Research

SESSION #5

Movement schools and body-shaping

Battle Electro Spear Tournament, Fin de battle, Paris, novembre 2017 © Timothée Lejolivet
Battle Electro Spear Tournament, Fin de battle, Paris, novembre 2017 © Timothée Lejolivet

30.09.23 — 10:30

CN D Pantin

10:30 – 35 min.
Dance schools as competitions: a (s)elective process?

by Carole Christe

When embarking on the pursuit of a dance career, one feels a strong sense of having a calling for the profession.
To enter any conservatory, one has to take an entrance exam; but once one is in, is the competition really over? In this paper based on ethnographic studies conducted in a francophone Swiss professional contemporary dance school, I want to show how dance training is competitive and intrinsically (s)elective. Although it doesn’t feature in the curriculum, students learn modes of being there, which proves to be a strong socializing element.

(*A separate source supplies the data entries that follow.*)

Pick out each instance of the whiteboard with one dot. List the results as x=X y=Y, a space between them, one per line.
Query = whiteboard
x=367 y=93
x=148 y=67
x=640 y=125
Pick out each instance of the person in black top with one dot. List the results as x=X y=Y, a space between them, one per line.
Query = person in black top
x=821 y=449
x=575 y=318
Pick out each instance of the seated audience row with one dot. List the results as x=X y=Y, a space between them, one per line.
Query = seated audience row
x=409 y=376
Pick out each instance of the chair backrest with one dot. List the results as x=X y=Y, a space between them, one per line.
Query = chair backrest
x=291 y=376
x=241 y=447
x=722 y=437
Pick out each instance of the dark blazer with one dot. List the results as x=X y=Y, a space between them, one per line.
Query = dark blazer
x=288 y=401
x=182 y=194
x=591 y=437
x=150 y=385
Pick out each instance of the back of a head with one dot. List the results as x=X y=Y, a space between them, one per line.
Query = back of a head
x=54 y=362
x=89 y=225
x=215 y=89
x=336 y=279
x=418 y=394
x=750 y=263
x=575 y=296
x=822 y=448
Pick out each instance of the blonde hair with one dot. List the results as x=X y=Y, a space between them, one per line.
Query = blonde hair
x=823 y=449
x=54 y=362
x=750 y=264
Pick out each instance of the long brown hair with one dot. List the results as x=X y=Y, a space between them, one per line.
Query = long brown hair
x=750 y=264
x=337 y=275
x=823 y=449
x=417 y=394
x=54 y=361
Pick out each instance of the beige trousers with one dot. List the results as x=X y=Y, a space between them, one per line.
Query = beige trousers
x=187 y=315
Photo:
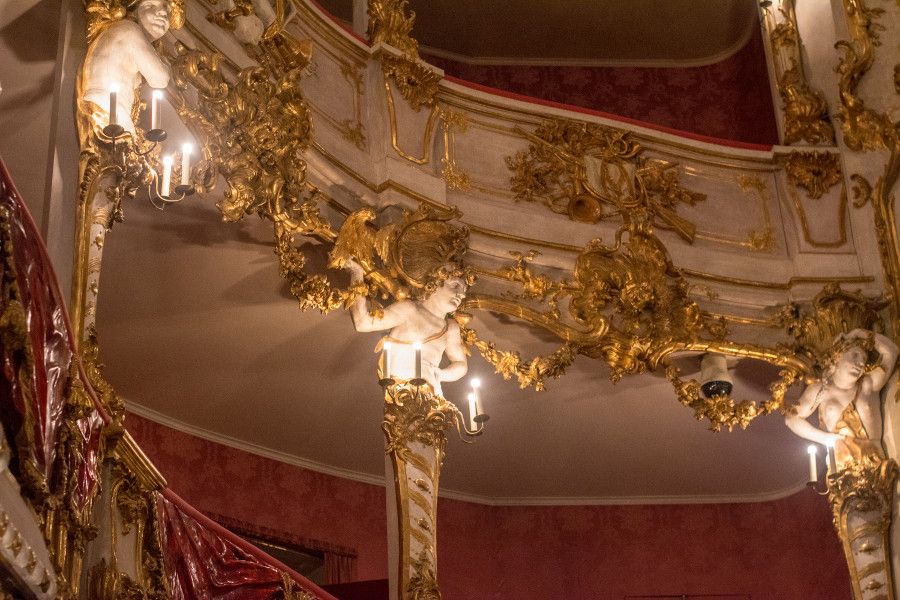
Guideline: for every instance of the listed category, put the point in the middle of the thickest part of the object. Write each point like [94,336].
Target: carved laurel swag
[591,172]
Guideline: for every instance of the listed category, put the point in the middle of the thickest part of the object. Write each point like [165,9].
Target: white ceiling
[599,31]
[196,325]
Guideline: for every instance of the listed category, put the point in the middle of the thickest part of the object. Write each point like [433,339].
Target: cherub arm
[150,65]
[797,421]
[887,350]
[394,315]
[456,352]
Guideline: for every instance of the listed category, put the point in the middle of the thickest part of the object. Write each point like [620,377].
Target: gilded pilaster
[804,110]
[415,422]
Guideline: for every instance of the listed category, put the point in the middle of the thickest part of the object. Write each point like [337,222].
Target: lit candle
[418,348]
[154,109]
[113,101]
[186,150]
[813,470]
[476,393]
[387,360]
[167,174]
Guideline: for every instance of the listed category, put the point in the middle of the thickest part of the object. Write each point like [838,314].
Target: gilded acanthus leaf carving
[510,364]
[625,304]
[863,128]
[416,82]
[423,584]
[723,410]
[816,172]
[832,312]
[416,415]
[390,23]
[591,172]
[805,109]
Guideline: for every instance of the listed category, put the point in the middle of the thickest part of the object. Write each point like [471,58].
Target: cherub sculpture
[848,397]
[121,54]
[425,320]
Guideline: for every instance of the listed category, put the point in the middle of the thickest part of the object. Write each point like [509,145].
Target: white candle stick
[387,360]
[154,109]
[417,346]
[167,174]
[813,469]
[832,464]
[476,392]
[113,103]
[186,150]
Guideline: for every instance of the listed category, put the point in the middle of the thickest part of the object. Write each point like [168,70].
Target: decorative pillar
[803,110]
[861,496]
[415,421]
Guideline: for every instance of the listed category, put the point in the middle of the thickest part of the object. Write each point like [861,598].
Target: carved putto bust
[121,54]
[426,320]
[848,397]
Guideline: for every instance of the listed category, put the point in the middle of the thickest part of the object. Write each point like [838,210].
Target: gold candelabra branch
[414,413]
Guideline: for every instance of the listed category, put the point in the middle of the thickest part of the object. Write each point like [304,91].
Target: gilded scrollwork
[832,312]
[390,23]
[724,411]
[863,127]
[591,172]
[416,82]
[805,109]
[861,498]
[423,583]
[416,415]
[814,171]
[509,364]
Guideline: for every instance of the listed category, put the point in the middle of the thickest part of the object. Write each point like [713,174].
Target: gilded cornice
[804,109]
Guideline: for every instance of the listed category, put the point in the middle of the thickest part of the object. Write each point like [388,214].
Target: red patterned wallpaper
[730,99]
[781,550]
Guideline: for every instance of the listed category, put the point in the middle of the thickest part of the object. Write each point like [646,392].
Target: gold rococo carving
[814,171]
[591,172]
[805,109]
[863,128]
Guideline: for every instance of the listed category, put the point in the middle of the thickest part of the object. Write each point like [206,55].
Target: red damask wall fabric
[730,99]
[219,480]
[780,550]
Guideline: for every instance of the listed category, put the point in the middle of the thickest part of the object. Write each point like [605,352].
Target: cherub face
[851,365]
[153,16]
[450,295]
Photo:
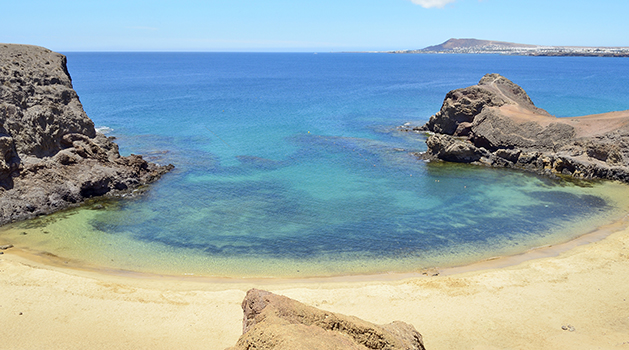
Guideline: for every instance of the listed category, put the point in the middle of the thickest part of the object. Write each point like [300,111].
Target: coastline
[514,302]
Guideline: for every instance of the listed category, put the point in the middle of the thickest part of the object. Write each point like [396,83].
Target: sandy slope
[518,307]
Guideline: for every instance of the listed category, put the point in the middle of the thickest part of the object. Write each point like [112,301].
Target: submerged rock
[275,322]
[495,123]
[51,157]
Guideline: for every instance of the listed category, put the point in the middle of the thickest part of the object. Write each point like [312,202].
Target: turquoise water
[290,165]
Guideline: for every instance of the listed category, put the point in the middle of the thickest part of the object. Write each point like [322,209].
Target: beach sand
[517,303]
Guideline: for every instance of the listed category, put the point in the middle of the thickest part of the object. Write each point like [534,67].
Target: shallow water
[289,165]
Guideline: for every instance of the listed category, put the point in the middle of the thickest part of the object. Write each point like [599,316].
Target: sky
[310,26]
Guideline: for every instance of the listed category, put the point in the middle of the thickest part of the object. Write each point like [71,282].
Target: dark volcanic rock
[51,156]
[275,322]
[495,123]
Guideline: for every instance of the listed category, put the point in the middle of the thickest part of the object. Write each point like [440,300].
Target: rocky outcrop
[275,322]
[51,157]
[495,123]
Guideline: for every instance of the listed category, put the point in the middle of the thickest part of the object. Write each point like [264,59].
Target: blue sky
[318,25]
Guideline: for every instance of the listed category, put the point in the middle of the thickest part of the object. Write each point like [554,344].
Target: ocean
[291,165]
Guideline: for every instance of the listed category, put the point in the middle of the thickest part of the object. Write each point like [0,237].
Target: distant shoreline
[475,46]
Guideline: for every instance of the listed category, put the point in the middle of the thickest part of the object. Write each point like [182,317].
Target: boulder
[51,156]
[495,123]
[275,322]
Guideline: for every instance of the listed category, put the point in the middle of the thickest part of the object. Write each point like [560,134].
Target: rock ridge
[275,322]
[495,123]
[51,156]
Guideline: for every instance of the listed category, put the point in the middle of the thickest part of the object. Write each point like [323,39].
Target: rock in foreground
[275,322]
[51,157]
[495,123]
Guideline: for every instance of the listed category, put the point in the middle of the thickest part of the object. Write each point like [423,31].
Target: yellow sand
[523,306]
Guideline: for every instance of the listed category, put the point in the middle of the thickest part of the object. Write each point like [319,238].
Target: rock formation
[495,123]
[275,322]
[51,157]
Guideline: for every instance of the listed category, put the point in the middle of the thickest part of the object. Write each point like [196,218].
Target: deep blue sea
[290,165]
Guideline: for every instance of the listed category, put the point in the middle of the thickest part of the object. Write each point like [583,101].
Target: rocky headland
[51,156]
[275,322]
[495,123]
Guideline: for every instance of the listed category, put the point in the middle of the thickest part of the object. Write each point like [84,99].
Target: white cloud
[432,3]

This mode of being shapes the daily life of pre-professional dancers and it carries paradoxical injunctions in relation to the world of sports – in the way dancers manage their bodies, but also in the way the effects of constant competition are constantly displaced. For this paper, I’ll rely on a documentary film featuring interviews conducted with a student of that school.

11:05 – 35 min.
“School of life”. Incorporating competition in hip-hop dance graduate curricula: the case of young upper-middle class women

by Marco Mary

How is competition incorporated? How does a training program in hip-hop dance teach students a culture that promotes competing and winning? How does the institution contribute to transforming dancers into “competing champions” ready to win international battles and get selected after tough auditions? Through a sociological and ethnological study led in a hip-hop school, this paper studies how the institution shapes students to become competitors. The various competitions (battles, end-of-the-year exams, auditions, dance competitions) structure dancers’ daily lives. Analyzing the school context and the institutional framework highlights the way in which the training programs teach young middle-to-upper-class women to earn their place in this logic of performance.